Yes, in absolute terms my wife and I make a very good living. Most people in this country would trade places with us pretty quickly. In other parts of the country our income would certainly make us wealthy, however, here in Silicon Valley we are not even close to wealthy. As readers of this blog know, I have written many times against buying a house as an investment. My wife and I rent. However, on Sunday we went to see a model house in a new development in our neighborhood. Let me put things in perspective. The house, while new and nice, was a three bedroom townhouse, with no yard. The cost? $1.3 million. Let me be very direct here: there is no way on earth that we can afford to pay that price for a house (or for anything else), and this was NOT a fancy house.
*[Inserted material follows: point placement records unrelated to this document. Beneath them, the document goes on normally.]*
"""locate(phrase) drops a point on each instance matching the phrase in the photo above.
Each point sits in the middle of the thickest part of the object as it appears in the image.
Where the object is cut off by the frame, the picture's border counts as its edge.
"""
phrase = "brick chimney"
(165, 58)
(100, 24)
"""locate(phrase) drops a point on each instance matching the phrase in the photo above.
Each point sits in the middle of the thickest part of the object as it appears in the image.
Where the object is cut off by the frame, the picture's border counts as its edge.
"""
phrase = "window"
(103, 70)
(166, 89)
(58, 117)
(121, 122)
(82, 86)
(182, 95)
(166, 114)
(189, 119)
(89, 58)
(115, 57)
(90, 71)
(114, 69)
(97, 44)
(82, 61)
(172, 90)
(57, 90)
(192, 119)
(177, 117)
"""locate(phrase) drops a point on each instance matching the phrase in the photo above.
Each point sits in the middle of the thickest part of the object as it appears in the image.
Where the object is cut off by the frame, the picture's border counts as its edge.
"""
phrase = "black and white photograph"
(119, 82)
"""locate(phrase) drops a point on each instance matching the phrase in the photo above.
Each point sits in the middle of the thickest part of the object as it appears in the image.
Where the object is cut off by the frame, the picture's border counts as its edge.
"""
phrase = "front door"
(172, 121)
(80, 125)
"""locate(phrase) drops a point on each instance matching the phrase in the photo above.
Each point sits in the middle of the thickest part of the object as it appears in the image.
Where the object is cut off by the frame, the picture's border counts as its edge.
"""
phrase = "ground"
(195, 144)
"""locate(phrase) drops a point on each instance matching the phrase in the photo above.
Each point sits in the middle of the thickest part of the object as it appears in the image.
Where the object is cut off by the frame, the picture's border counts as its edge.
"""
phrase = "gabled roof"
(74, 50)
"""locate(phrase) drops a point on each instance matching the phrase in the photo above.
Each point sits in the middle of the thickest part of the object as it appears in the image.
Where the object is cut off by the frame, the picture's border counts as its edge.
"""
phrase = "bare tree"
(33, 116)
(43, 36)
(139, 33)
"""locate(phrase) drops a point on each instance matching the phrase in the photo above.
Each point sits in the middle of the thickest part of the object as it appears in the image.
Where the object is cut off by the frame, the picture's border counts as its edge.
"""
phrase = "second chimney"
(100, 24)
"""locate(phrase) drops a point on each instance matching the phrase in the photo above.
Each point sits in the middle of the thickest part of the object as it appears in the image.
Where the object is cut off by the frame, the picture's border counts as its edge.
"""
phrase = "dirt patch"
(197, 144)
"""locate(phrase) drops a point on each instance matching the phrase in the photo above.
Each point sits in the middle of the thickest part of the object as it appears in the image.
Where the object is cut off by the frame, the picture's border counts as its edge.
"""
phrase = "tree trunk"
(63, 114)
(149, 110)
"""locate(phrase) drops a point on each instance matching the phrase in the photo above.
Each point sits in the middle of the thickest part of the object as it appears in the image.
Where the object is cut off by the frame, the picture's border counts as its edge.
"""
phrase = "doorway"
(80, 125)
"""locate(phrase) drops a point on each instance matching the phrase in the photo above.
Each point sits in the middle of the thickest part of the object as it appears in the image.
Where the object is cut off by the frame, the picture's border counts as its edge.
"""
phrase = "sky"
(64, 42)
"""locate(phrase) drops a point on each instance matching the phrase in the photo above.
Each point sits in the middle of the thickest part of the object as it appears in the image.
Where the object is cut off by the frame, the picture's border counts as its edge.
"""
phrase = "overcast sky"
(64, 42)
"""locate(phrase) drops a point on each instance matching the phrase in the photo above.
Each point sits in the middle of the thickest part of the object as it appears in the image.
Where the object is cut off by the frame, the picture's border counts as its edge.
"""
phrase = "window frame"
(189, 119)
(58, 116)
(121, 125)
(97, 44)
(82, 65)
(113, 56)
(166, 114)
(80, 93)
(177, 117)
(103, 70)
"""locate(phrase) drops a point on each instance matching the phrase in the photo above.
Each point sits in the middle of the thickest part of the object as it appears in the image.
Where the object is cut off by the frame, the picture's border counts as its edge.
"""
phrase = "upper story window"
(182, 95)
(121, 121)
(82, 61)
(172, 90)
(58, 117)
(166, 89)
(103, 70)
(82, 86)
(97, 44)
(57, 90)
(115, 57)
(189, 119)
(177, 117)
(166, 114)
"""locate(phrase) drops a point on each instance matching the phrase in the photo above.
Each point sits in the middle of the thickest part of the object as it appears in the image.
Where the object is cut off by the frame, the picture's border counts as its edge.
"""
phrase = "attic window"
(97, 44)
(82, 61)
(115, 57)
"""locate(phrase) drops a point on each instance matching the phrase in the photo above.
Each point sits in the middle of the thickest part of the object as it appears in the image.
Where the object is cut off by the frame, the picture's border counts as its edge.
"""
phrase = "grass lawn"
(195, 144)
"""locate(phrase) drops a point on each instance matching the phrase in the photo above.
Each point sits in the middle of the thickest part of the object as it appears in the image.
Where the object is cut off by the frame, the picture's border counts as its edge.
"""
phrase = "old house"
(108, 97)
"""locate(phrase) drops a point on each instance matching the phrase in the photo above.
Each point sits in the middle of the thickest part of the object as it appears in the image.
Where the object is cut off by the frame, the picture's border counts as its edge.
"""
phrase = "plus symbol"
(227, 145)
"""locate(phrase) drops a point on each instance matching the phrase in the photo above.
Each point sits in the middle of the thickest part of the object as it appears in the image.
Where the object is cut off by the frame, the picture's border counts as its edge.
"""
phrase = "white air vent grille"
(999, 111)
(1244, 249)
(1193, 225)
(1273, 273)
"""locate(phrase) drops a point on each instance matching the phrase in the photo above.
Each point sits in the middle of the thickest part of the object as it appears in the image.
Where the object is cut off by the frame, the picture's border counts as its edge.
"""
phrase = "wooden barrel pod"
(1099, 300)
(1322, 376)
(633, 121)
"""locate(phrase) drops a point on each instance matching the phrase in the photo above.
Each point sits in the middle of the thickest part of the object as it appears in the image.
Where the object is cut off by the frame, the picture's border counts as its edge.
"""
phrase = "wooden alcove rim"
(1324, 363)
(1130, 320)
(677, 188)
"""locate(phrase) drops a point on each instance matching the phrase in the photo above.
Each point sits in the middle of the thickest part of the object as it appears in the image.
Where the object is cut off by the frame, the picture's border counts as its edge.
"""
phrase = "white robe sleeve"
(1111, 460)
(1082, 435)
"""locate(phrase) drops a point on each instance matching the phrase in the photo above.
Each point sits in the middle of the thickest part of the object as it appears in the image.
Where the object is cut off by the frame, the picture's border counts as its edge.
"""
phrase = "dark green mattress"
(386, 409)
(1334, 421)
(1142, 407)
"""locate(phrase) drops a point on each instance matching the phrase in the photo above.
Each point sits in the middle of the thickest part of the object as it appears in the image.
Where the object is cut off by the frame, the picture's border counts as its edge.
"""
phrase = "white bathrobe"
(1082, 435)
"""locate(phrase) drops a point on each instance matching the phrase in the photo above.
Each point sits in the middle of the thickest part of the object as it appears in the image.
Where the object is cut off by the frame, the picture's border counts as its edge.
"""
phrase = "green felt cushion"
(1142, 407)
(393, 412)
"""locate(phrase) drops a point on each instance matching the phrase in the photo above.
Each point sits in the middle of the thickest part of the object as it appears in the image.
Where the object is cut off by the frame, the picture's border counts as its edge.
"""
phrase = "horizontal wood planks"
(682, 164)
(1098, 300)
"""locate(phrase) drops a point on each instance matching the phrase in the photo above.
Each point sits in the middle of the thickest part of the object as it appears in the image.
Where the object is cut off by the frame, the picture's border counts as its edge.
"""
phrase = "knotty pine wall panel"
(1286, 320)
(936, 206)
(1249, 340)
So here is the way I see it. We cannot afford to buy even a modest house in the town in which we live - in my mind that means that we are not wealthy. However, because we have three kids and live in a state with high income taxes (California), the Federal Government considers us wealthy and hits us with the penalty rich man's tax.

In my business travels, I spent much time in South Carolina, Ohio and other places around the country. If we made anywhere near our income level elsewhere in the country (with the exception of Manhattan), we would be able to afford very nice houses, and could legitimately be considered wealthy. However, here in Silicon Valley we are simply middle class.

Why is the Federal tax code not indexed for cost of living in the various states? Why are citizens living in expensive parts of the country being penalized?

6 comments:

Traciatim said...

They aren't penalizing people for living in affluent areas. You know the rules of the tax code and choose to live there anyway. If you were really that angry about it you would move. If you can't take the heat . . .

Shadox said...

Of course - we could move - but I don't think that the federal government should be creating incentives / disincentives for population movements around the country.

Moving is certainly an option, but I guess an equivilent answer would be "make less money". The place I live or the income we make is not the issue. I certainly don't object to paying my fair share. However, there are legitimate issues with the tax code that create some wierd and completely inappropriate (and probably uninteded) consequences.

AMT is a ridiculous, outdated notion. It does not capture the vast majority of folks it was originally intended for. On the other hand it captures a whole bunch of people that have made a few critical errors - such as having too many kids or that choose to live in states that impose higher taxes on them. I feel that AMT (along with the rest of the tax code) should be completely redesigned. Completely scrapping it would not be a bad idea either.

saving in the midwest said...

The problem here is the AMT is outdated and unworkable--not that taxes should be indexed to cost of living. Like traciatim said, you choose to live where you live. Allowing you to pay less would equivalent to making people in Ohio pay more, which is still creating disincentives to live certain places, just in the opposite direction.

Shadox said...

Saving in the Midwest - maybe you have a point there. If we can all agree that this AMT business is completely ludicrous that's good enough for me.

Ted said...
This comment has been removed by the author.
Ted said...

You're confusing two separate things that are only linked by money and outrageousness. The place where you live is what is truly screwed up to your situation, not your tax rate. The tax code is another issue all together.

Of course if you get enough people to whine loud enough maybe the government will bail you out, too.

The fact remains that you are rich, no matter how your perception is altered by your surroundings.